Role permission inconsistencies

[YvonneW]

While going through the role permissions observed the following:

Certificate Management

1. Observation: There are two groups of permission dedicated for certificate management.

   • device-mgt >> admin >> certificates : Has permissions to 'add', 'delete', 'details', 'verify', and 'view'
   • device-mgt >> certificates : Has permission to 'manage'.

2. Analysis: Looks like there are two basic user personas we are trying to tackle with this permission model:

   • Admin : related to device-mgt >> admin >> certificates
   • Generic user : device-mgt >> certificates

3. Questions:

   • Q1: If we are associating, manage to generic users, why haven't we granularized (i.e., ability to grant permissions to add, delete, details, verify, and view certificates)?
   • Q2: Does 'manage' indicate the permission to add, delete, details, verify, and view as well?

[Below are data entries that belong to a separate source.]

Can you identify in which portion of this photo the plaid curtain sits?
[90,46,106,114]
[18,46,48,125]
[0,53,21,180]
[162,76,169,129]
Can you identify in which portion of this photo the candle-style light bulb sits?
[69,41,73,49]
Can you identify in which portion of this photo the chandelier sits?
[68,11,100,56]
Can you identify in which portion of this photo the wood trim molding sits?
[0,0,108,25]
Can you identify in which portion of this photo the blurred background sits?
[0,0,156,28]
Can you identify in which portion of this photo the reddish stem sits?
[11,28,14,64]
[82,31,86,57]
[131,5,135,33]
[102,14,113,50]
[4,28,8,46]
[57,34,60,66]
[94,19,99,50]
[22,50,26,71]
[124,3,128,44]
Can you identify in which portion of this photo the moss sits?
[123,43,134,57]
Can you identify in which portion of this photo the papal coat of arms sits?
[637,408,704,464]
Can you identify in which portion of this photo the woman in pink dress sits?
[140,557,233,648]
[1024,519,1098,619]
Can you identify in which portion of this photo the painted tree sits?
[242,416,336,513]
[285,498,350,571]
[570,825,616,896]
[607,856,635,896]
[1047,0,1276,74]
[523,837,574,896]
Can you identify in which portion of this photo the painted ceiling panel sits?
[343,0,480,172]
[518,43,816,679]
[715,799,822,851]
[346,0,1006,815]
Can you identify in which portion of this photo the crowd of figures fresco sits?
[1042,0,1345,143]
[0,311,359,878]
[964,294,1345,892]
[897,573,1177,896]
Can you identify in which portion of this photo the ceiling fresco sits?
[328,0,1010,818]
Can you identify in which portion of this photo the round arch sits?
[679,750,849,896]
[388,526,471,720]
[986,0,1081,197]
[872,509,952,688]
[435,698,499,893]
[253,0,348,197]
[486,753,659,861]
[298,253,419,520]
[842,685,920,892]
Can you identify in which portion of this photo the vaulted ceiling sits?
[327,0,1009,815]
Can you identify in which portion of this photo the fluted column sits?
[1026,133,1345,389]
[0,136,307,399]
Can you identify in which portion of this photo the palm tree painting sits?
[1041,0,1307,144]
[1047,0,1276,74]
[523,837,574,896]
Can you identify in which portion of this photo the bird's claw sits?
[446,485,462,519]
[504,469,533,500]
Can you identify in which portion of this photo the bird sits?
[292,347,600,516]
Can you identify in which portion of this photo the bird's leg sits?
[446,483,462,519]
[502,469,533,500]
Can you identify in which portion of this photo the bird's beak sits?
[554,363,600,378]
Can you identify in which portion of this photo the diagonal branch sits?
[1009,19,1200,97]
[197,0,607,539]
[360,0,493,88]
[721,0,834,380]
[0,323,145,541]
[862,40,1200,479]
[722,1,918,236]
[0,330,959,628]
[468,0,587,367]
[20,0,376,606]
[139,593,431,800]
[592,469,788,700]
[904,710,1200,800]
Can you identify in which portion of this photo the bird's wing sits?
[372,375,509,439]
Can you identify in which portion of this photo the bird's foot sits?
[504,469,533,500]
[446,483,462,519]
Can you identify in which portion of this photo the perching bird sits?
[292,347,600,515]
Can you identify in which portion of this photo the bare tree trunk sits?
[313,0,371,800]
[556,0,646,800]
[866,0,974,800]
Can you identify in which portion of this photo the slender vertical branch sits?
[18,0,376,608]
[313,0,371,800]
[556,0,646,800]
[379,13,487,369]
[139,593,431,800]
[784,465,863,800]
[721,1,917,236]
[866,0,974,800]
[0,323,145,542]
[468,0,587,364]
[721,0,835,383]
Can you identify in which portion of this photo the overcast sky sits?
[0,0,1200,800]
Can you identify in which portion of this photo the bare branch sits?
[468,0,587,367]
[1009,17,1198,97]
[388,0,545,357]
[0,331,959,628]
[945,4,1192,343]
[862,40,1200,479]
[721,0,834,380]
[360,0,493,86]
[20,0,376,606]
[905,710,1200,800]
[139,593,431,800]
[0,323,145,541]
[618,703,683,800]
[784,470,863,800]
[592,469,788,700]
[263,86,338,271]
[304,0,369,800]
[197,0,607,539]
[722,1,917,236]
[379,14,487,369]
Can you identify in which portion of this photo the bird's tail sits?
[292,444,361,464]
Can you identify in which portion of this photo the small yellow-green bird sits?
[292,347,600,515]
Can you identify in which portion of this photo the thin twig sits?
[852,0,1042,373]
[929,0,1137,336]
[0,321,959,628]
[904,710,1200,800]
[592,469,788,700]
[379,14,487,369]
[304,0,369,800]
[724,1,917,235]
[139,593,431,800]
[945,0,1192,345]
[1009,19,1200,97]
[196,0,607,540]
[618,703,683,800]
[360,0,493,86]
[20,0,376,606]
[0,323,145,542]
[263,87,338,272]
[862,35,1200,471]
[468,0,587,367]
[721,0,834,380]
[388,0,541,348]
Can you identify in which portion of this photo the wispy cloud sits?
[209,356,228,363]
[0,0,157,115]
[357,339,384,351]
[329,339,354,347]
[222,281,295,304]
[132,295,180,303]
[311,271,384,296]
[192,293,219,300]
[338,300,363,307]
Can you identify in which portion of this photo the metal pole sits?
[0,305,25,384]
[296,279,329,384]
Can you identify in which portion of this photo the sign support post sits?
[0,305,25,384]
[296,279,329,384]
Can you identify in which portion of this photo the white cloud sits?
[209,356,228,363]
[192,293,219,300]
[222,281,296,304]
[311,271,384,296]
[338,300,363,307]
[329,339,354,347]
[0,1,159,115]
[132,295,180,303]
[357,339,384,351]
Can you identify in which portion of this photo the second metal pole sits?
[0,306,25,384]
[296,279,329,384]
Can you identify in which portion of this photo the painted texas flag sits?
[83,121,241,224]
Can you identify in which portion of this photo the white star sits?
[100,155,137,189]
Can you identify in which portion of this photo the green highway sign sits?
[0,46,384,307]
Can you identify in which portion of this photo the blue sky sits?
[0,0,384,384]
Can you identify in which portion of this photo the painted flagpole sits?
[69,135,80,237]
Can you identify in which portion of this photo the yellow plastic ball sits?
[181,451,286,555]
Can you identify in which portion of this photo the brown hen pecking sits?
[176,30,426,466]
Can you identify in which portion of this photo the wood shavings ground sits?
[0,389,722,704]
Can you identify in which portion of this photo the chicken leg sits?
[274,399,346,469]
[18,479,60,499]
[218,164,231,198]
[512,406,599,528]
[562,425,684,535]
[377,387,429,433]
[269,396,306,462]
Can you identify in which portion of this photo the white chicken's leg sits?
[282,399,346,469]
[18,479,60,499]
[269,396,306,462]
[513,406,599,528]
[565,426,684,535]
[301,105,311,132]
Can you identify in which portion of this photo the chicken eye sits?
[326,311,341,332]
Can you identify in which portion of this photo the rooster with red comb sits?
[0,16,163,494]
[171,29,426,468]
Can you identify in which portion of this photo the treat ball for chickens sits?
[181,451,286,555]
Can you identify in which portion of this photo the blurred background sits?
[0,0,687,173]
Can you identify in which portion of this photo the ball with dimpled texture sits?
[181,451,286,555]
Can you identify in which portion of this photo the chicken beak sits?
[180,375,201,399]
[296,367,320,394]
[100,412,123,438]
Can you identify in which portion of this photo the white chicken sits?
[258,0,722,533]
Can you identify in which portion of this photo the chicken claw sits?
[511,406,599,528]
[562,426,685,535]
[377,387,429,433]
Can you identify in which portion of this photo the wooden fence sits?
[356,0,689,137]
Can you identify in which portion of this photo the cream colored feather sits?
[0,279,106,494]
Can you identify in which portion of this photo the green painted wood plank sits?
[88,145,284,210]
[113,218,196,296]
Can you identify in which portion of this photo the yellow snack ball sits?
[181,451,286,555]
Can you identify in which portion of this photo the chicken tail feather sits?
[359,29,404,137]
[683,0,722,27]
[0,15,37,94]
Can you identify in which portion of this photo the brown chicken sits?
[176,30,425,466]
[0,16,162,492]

If 'Yes' isn't this more appropriate to an 'Admin' user, rather than a generic user?
   • Q3: What are the functionality associated with 'view,' 'details' and 'verify'?

Device Type Management

1. Observation: There are three groups of permission dedicated for certificate management.

   • device-mgt >> admin >> device-type : The permission it self is 'device-type'
   • device-mgt >> device-type : Has permission to 'add'
   • device-mgt >> devicetype : Has permissions to 'deploy

2. Analysis: Mainly two user personas associtated with the permission model:

   • Admin : related to device-mgt >> admin >> device-type
   • Generic user : device-mgt >> device-type, and device-mgt >> devicetype

3. Questions:

   • Q1: What are the associated functionality for the 'device-mgt >> admin >> device-type' permission?
   • Q2: Why are we having to separate groups to grant 'add', and 'deploy' permissions?

Group Management

1. Observation: There are two groups of permission dedicated for group management.

   • device-mgt >> admin >> groups : Has permission to 'view'
   • device-mgt >> groups : Has permissions to 'add', 'devices', 'remove', 'roles', 'share', 'update', and 'view'.

2. Analysis: Mainly two user personas associtated with the permission model:

   • Admin : related to device-mgt >> admin >> groups
   • Generic user : device-mgt >> groups

3. Questions:

   • Q1: Why are we having a dedicated check box under admin simply to view groups?
   • Q2: Why are we having 'add', 'remove', and 'view' under device-mgt >> groups >> devices ?
   • Q3: Why are we only having 'view' under device-mgt >> groups >> roles?

Device Management

1. Observation: There are two groups of permission dedicated for device management.

   • device-mgt >> device : Has permission to 'subscribe' under the subcategory 'api'
   • device-mgt >> devices : Has the subcategories: 'any device', 'change status', 'disenroll', 'enroll', and 'owning-device'.

2. Analysis: Looks like there is only one user persona applicable for both permission structures.

3. Questions:

   • Q1: Why are we having two separate permission structures for device related functionality?
   • Q2: Why do we have to place 'subscribe' under 'api' as a trivial category? Is it possible/wrong to depict the permission as 'device-mgt >> device >> 'subscribe api' ?

Notifications Q1: Is it possible/wrong to indicate 'view notifications', instead of 'device-mgt >> notifications >> view', as the current structure requires a user to tick off two checkboxes to grant the privilege?

Authorization Q1: Is it possible/wrong to indicate 'verify authorization', instead of 'device-mgt >> authorization >> verify'?

Application Management Q1: Is it possible/wrong to indicate 'manage applications', instead of 'device-mgt >> applications >> manage'?

Configuration Management Is 'Configuration Management' as same as 'platform-configurations' ?

[stale[bot]]

This issue has been automatically marked as stale because it has not had recent activity. It will be closed if no further activity occurs.

[stale[bot]]

This issue has been automatically marked as stale because it has not had recent activity.